Condition Aggregate Alert Filter Alert Legacy Alert
Query start Yes, per alert Yes, per alert Yes, per alert
Query poll Yes, per alert Yes, per alert Yes, per alert
Trigger action Yes, per action against the aggregate result Yes, per action and event; Individual events track both whether they were triggered and whether an action was started successfully. Yes, per action against the aggregate result

Because by default aggregate and filter alerts retry to send events to actions for up to 24 hours, failure notifications will keep reappearing in the UI notifications area for every failed alert, for as long as the error stays on the alert.

An error with an action in a filter alert will only be notified within the UI if the alert has not successfully triggered on the failing event or a later event; if a later action fails the error will be cleared and no indication will be given.

When analyzing errors and warnings for alerts, the following additional factors should be taken into consideration:

  • Errors when running an alert will be stored and also set on the alert as an error, so that they can be seen on the properties' overview page.
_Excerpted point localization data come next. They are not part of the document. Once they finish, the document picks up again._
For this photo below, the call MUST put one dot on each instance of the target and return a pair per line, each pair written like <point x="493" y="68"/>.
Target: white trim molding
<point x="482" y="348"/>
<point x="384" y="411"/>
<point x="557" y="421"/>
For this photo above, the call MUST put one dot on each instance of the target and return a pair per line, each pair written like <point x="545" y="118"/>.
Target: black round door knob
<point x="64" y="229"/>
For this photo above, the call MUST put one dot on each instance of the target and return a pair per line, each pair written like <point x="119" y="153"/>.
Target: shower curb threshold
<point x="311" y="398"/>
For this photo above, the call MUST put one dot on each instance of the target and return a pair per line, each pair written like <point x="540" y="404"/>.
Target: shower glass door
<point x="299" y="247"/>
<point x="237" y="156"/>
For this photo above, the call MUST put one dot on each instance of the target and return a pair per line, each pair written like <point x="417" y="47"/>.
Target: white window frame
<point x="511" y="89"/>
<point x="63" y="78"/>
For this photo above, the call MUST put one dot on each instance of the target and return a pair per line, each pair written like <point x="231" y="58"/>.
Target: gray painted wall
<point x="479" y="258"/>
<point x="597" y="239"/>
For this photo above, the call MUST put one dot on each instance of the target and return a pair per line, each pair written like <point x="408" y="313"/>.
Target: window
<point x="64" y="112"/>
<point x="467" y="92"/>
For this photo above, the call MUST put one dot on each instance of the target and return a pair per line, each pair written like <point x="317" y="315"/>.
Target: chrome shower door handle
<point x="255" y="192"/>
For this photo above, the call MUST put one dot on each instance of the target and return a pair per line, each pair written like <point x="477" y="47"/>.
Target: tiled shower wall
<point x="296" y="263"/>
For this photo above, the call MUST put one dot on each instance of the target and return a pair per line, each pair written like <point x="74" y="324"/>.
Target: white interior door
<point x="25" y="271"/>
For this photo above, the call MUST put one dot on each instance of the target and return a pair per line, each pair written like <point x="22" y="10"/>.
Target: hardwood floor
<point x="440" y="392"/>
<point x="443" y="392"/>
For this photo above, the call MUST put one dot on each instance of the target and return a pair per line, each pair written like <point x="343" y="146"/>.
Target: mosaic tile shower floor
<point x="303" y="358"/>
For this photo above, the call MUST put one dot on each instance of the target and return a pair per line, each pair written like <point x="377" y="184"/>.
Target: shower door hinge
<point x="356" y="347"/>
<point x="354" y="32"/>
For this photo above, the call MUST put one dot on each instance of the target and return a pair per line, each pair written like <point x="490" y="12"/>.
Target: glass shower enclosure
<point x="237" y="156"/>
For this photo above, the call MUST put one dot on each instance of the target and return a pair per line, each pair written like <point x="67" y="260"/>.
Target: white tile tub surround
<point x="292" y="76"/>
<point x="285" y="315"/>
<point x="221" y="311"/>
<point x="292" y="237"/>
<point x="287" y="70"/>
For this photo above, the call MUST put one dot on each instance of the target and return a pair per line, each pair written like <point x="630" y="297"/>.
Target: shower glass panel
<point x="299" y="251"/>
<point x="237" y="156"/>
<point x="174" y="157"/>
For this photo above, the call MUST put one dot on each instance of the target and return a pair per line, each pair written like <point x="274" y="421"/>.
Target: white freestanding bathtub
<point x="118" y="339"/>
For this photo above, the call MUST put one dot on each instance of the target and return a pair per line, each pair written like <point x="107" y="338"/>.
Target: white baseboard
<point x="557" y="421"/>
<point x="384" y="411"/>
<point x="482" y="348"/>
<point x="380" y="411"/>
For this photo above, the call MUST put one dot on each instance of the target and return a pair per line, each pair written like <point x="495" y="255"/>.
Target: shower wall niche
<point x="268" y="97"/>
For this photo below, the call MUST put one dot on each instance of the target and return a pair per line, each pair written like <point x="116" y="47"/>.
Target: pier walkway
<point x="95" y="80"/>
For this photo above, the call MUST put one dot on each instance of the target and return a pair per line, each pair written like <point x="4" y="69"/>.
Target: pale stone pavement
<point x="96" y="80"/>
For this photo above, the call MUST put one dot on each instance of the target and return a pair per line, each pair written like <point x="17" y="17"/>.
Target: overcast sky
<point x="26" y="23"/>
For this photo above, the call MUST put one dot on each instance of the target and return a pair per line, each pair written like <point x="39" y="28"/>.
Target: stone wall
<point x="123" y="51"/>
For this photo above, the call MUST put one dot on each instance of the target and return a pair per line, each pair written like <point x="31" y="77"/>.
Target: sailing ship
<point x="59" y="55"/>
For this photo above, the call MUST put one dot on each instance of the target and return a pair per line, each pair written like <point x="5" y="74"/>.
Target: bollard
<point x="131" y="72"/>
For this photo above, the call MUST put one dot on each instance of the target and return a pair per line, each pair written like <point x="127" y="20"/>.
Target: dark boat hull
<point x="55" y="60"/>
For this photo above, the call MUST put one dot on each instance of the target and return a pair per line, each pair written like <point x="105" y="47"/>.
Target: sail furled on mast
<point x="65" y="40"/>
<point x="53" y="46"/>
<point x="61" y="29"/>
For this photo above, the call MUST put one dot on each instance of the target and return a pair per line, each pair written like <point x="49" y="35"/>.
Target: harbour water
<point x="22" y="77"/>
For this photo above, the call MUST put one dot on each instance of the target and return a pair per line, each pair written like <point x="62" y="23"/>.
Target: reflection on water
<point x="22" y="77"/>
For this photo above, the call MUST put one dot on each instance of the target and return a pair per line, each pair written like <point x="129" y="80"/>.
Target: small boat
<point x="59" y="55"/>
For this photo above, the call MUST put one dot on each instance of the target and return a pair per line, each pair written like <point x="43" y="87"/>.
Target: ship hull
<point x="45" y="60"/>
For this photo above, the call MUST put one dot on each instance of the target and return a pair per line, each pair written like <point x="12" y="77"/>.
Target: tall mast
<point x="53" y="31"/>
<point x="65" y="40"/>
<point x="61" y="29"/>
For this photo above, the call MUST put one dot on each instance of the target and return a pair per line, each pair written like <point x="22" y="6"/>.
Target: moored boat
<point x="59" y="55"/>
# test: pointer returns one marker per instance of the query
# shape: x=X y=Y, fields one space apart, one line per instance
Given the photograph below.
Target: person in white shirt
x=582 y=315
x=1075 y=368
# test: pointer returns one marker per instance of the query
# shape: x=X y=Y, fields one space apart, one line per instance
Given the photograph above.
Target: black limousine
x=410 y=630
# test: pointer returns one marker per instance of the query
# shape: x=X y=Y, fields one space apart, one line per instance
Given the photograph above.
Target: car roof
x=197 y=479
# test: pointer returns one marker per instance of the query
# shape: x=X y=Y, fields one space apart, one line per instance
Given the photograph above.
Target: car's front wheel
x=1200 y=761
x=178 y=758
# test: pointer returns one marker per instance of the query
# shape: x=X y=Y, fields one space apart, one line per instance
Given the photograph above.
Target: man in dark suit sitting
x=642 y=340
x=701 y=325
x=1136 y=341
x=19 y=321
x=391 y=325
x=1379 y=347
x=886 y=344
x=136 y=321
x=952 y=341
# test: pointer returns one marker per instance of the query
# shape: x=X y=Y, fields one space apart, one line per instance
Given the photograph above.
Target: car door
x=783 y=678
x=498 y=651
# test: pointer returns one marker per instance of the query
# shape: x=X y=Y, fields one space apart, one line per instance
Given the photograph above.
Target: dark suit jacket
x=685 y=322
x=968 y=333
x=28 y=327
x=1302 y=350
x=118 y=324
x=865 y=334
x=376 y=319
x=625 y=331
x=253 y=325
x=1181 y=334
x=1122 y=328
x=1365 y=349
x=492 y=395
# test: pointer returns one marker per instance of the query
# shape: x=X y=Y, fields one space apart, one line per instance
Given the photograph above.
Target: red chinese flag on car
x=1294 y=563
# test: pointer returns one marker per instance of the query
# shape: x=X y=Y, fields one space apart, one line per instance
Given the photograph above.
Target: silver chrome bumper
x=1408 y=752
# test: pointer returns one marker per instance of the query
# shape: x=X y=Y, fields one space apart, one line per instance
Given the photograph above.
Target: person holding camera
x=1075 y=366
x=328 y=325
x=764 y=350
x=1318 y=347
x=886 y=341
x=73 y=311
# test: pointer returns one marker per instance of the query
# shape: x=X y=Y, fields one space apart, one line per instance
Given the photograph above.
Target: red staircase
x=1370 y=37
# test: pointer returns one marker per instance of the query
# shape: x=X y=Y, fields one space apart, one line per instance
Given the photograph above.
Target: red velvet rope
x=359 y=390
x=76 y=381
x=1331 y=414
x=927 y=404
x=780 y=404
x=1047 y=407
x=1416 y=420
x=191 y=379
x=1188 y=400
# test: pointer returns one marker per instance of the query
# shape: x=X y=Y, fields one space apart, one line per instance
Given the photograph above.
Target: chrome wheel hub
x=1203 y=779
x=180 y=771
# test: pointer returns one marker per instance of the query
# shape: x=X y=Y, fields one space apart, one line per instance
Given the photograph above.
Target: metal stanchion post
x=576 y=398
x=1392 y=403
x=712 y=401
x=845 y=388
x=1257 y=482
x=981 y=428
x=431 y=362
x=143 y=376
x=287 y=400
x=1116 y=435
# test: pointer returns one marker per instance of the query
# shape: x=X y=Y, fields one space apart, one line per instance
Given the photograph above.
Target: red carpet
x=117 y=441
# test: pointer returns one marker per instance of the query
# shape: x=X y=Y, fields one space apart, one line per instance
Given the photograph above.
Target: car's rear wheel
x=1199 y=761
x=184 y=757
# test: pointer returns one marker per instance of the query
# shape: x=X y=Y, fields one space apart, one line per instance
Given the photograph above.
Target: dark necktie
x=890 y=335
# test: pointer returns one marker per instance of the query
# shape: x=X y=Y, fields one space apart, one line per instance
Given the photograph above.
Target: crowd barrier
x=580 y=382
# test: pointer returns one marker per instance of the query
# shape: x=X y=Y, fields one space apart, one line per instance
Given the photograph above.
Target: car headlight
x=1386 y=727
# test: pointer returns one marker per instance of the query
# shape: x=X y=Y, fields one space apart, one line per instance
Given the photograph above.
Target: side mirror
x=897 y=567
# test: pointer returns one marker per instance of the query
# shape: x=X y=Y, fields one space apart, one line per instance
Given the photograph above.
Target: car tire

  • Errors in legacy and aggregate alerts where multiple Actions have been attached. If some of the actions fail to run, this will be logged, but no error will be set on the alert. The alert will be considered to have fired, and will be throttled as normal. It will only be considered an error if all actions fail.

    For filter alerts, this information is tracked for each event.

  • Warnings aimed at discouraging queries that include a live join() function in legacy alerts. For more information, see Errors when Using Live join() Functions. (Legacy alerts only)

  • Warnings when running an alert will be stored so that they can be seen in the Alerts overview page.

  • The alert status might show warnings appearing on alert queries at start up. This may indicate that LogScale is trying to catch up on ingested data. The default behavior of alerts is to trigger despite most of these query warnings.

  • Errors that require some user interaction, for instance an error in the alert query or that the user has lost permissions to run the query.

  • Warnings that require some user interaction, for instance a warning on too many groups in a groupBy() function invocation in the alert query. In such a case, the alert will still trigger, if relevant, but you should consider rewriting the query.

  • Warnings due to the alert query only returning partial results, which may trigger the alert when it should not have been triggered, or make the alert only return some of the events it would otherwise have returned.